Similarly, in 2003, the European Network of Ombudspeople for Children (ENOC) stated that “current trends to reduce the age of criminal responsibility and to lock up more children at younger ages must be reversed.” The network stated that instead of lowering the age of criminal responsibility, states should aim to progressively raise the age to 18, and develop innovative systems for responding to juvenile offenders below that age with a genuine focus on their education, reintegration and rehabilitation.

The Committee of Ministers of the Council of Europe has also asked member states, including Georgia, to refrain from instituting criminal responsibility for young children. In its Explanatory Memorandum on a 2003 recommendation concerning juvenile delinquency and justice, the Committee of Ministers noted that “the lower capacity of younger children should be reflected in the use of predominantly welfare measures. They should be seen as children first and offenders second.” 

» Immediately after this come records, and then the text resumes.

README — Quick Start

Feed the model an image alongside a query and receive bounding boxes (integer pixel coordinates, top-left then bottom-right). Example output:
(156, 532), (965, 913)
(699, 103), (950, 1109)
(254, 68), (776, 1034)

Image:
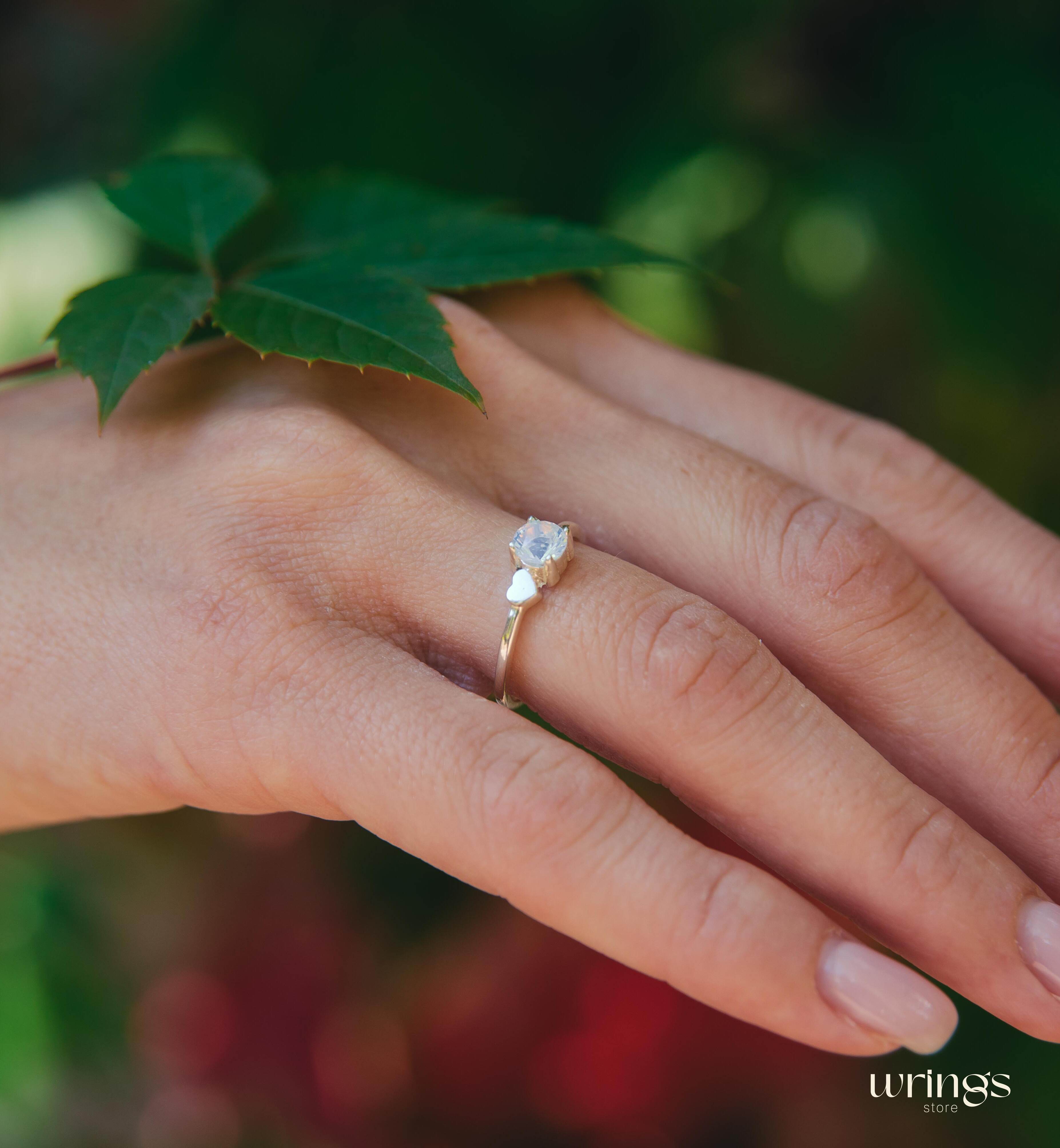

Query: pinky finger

(224, 631), (957, 1055)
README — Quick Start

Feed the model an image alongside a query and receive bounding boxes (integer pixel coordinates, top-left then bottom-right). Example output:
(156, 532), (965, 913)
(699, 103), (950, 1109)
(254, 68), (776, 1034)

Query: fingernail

(818, 937), (955, 1053)
(1016, 896), (1060, 996)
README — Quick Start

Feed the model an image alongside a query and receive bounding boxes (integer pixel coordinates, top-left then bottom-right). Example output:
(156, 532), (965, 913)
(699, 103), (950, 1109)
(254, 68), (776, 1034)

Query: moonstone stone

(511, 521), (567, 566)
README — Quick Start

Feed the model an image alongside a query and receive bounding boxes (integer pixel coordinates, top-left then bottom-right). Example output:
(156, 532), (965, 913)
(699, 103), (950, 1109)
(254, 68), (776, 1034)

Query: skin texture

(0, 285), (1060, 1055)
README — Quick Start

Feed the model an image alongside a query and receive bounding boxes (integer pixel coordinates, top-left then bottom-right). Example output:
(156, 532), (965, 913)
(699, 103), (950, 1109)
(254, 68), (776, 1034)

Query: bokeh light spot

(783, 200), (877, 298)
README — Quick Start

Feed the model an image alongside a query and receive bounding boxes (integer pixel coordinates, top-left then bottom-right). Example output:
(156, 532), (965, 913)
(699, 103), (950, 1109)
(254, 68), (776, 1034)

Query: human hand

(0, 287), (1060, 1054)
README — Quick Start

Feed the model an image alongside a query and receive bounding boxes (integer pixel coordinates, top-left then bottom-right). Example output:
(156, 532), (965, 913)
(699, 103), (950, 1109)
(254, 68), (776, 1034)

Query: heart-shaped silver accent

(508, 569), (541, 606)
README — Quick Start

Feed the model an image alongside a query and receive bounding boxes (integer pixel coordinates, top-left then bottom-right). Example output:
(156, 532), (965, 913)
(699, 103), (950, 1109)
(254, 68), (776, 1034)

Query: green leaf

(262, 177), (684, 289)
(342, 210), (686, 290)
(103, 155), (270, 270)
(259, 173), (459, 262)
(214, 257), (482, 410)
(48, 272), (214, 426)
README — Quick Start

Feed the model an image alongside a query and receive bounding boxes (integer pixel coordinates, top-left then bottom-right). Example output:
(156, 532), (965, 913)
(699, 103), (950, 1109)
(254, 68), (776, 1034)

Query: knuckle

(891, 799), (971, 896)
(619, 589), (783, 735)
(667, 854), (760, 980)
(772, 490), (928, 621)
(462, 723), (633, 871)
(208, 402), (370, 488)
(190, 402), (392, 598)
(829, 412), (979, 505)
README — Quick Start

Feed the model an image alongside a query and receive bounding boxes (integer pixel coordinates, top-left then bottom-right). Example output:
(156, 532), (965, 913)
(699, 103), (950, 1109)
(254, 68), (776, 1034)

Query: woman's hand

(0, 285), (1060, 1054)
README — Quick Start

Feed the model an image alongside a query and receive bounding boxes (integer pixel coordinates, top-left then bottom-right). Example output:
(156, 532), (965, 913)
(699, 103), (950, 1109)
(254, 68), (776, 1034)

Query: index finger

(477, 282), (1060, 700)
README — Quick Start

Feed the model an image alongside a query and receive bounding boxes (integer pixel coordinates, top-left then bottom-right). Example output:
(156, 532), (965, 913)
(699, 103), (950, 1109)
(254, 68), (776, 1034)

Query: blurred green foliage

(0, 0), (1060, 1148)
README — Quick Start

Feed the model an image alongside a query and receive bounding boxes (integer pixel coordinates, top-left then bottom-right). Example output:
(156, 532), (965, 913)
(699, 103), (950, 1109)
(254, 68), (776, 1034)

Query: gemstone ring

(493, 515), (580, 709)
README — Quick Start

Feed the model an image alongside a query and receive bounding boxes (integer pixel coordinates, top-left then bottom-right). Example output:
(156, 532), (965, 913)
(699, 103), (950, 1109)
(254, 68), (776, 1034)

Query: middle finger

(354, 300), (1060, 894)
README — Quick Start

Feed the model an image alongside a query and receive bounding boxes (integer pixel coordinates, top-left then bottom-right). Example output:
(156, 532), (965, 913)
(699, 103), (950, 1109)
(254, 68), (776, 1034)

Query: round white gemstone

(511, 520), (567, 566)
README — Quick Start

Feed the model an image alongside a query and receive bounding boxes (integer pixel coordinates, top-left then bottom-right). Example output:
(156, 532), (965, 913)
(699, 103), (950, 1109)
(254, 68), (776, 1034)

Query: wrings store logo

(868, 1072), (1012, 1113)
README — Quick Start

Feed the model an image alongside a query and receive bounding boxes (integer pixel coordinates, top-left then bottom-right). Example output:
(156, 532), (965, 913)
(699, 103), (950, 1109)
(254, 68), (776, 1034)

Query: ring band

(493, 515), (581, 709)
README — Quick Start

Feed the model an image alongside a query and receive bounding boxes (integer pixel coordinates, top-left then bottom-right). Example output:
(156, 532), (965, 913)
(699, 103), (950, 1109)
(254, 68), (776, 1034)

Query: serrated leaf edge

In its explanatory note to the law, the Georgian government stated that the amendments were part of Georgia’s criminal justice reform and explained the need for a lower age of criminal responsibility as a preventive measure that aimed to make children realize the criminal nature of their deeds and fear punishment. Ministry of Internal Affairs statistics for the first quarter of 2007 show a slight decline, as compared to the first quarter of 2006, in registered crimes committed by juveniles. 

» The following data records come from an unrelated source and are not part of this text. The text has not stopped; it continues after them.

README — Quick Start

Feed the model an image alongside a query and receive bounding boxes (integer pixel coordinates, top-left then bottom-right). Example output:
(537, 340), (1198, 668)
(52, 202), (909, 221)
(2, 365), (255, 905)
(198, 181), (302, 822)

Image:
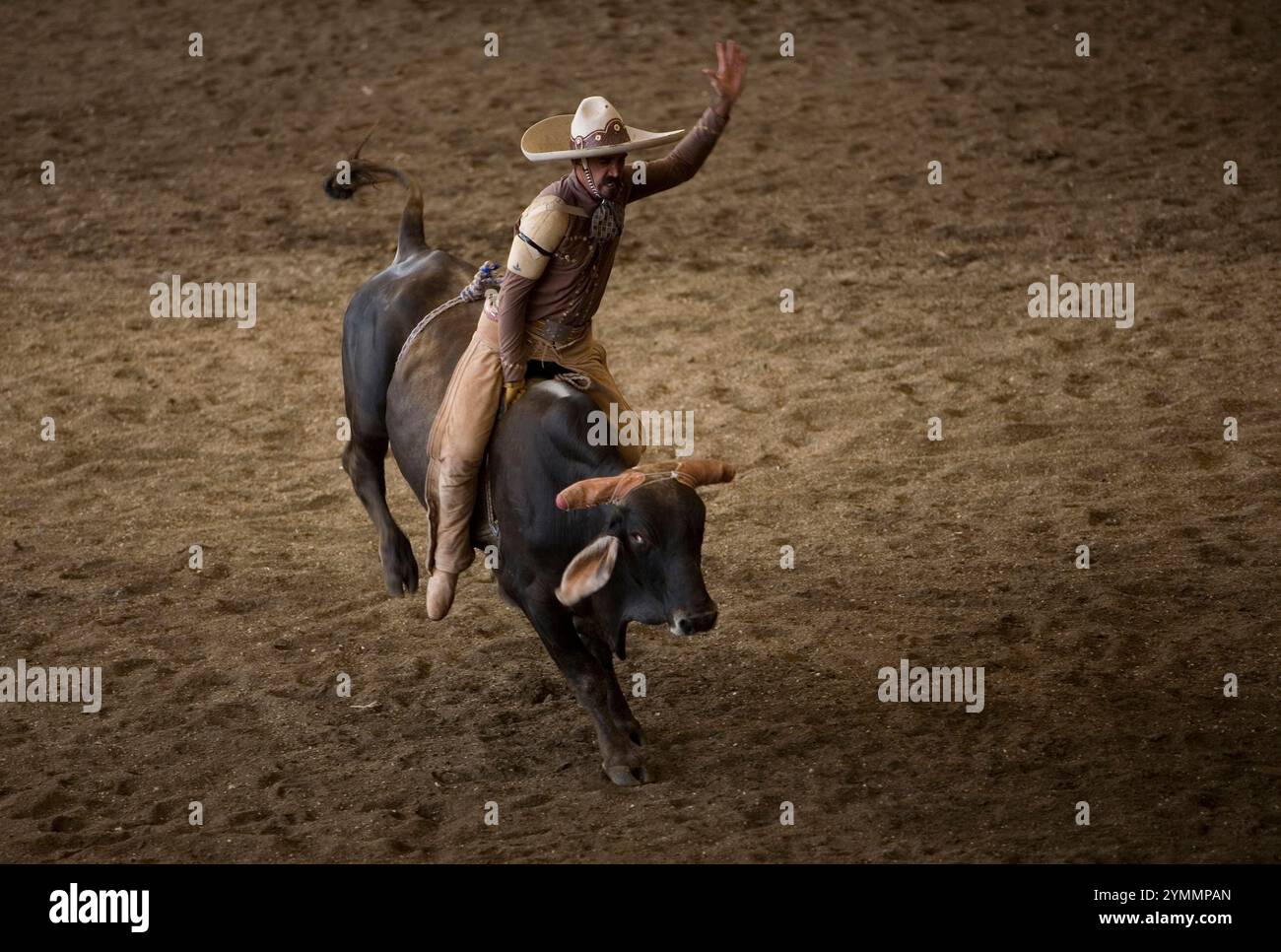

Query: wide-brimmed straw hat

(520, 97), (686, 162)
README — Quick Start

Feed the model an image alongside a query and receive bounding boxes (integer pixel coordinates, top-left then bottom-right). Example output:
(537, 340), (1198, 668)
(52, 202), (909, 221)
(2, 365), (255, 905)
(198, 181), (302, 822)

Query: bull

(325, 150), (734, 785)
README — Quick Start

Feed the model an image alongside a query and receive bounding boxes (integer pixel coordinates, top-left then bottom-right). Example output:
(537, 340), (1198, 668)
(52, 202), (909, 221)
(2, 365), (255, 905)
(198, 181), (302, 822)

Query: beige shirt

(491, 106), (729, 383)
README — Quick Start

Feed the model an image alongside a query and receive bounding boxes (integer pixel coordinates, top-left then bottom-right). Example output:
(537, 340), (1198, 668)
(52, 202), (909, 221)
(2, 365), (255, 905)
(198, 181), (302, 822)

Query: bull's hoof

(379, 532), (418, 598)
(601, 764), (649, 786)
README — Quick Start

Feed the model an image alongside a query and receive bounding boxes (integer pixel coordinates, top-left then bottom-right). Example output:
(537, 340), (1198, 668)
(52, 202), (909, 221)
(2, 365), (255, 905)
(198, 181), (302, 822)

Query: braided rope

(396, 261), (503, 367)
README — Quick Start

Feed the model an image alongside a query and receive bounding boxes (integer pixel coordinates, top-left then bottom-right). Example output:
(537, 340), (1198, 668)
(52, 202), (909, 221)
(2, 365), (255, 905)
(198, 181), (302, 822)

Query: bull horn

(637, 457), (734, 490)
(556, 469), (644, 509)
(556, 458), (734, 509)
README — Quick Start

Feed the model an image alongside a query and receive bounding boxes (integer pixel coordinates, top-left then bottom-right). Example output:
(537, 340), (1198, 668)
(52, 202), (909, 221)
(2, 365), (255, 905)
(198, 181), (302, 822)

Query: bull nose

(671, 605), (717, 635)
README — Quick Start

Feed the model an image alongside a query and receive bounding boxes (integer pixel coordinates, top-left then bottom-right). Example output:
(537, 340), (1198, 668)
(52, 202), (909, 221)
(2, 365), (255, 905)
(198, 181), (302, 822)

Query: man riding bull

(424, 42), (747, 620)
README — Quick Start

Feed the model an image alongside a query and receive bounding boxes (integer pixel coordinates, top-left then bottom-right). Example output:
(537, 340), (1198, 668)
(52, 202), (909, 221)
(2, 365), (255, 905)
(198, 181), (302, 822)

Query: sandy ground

(0, 0), (1281, 861)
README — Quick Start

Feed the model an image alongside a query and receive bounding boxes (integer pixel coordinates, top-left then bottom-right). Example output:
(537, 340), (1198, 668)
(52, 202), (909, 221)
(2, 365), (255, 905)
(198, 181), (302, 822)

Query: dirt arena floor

(0, 0), (1281, 862)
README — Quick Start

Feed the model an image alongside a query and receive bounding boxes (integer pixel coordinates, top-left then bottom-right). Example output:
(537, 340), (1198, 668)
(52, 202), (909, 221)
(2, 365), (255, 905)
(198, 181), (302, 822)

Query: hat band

(571, 119), (632, 149)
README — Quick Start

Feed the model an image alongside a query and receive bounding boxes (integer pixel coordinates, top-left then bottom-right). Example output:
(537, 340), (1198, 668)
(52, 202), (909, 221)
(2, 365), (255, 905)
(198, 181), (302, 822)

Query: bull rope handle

Imprisoning more and younger children is unlikely to solve the problem of juvenile delinquency in Georgia. On the contrary, use of detention could exacerbate the problem, as Georgia currently lacks a juvenile justice system capable of educating, reintegrating, and rehabilitating juvenile offenders.

Following Georgia’s initial report on its implementation of the Convention on the Rights of the Child, the Committee on the Rights of the Child expressed concern regarding Georgia’s lack of adequate legislation on juvenile justice, the poor conditions of juvenile detention facilities, inadequate facilities for children in conflict with the law, and the lack of trained personnel.

The amendments to the criminal procedure code instructs the Ministry of Justice to build a new facility for juvenile offenders or to modify an existing penitentiary institution and tasks several ministries to train criminal justice officials dealing with children, but it is not clear that this will adequately address the concerns raised.

“By lowering the minimum age of criminal responsibility, Georgia risks placing an even greater number of children in detention, possibly for long periods, ”said Cartner. “This raises further concern, as overcrowding has been documented as a serious problem in Georgia’s existing penitentiary institutions.”

International standards consistently call on states to imprison children only as a last resort. Article 37 of the Convention on the Rights of the Child states that the arrest, detention and imprisonment of a child must only be used as a measure of last resort and for the shortest appropriate time. The United Nations Standard Minimum Rules for the Administration of Juvenile Justice (the Beijing Rules) and the United Nations Rules for the Protection of Juveniles Deprived of their Liberty also state that deprivation of the liberty of a juvenile should be used as a last resort and limited to exceptional cases. The European Committee on Social Rights, on the basis of Article 17 of the revised European Social Charter, has similarly determined that “prison sentences should only exceptionally be imposed on young offenders.”

“Instead of simply prosecuting and locking up children in conflict with the law, states are supposed to develop alternatives,” said Cartner.

Alternatives to prosecution envisaged by the Convention on the Rights of the Child include care, guidance and supervision orders, counseling, probation, foster care, and education and vocational training programs.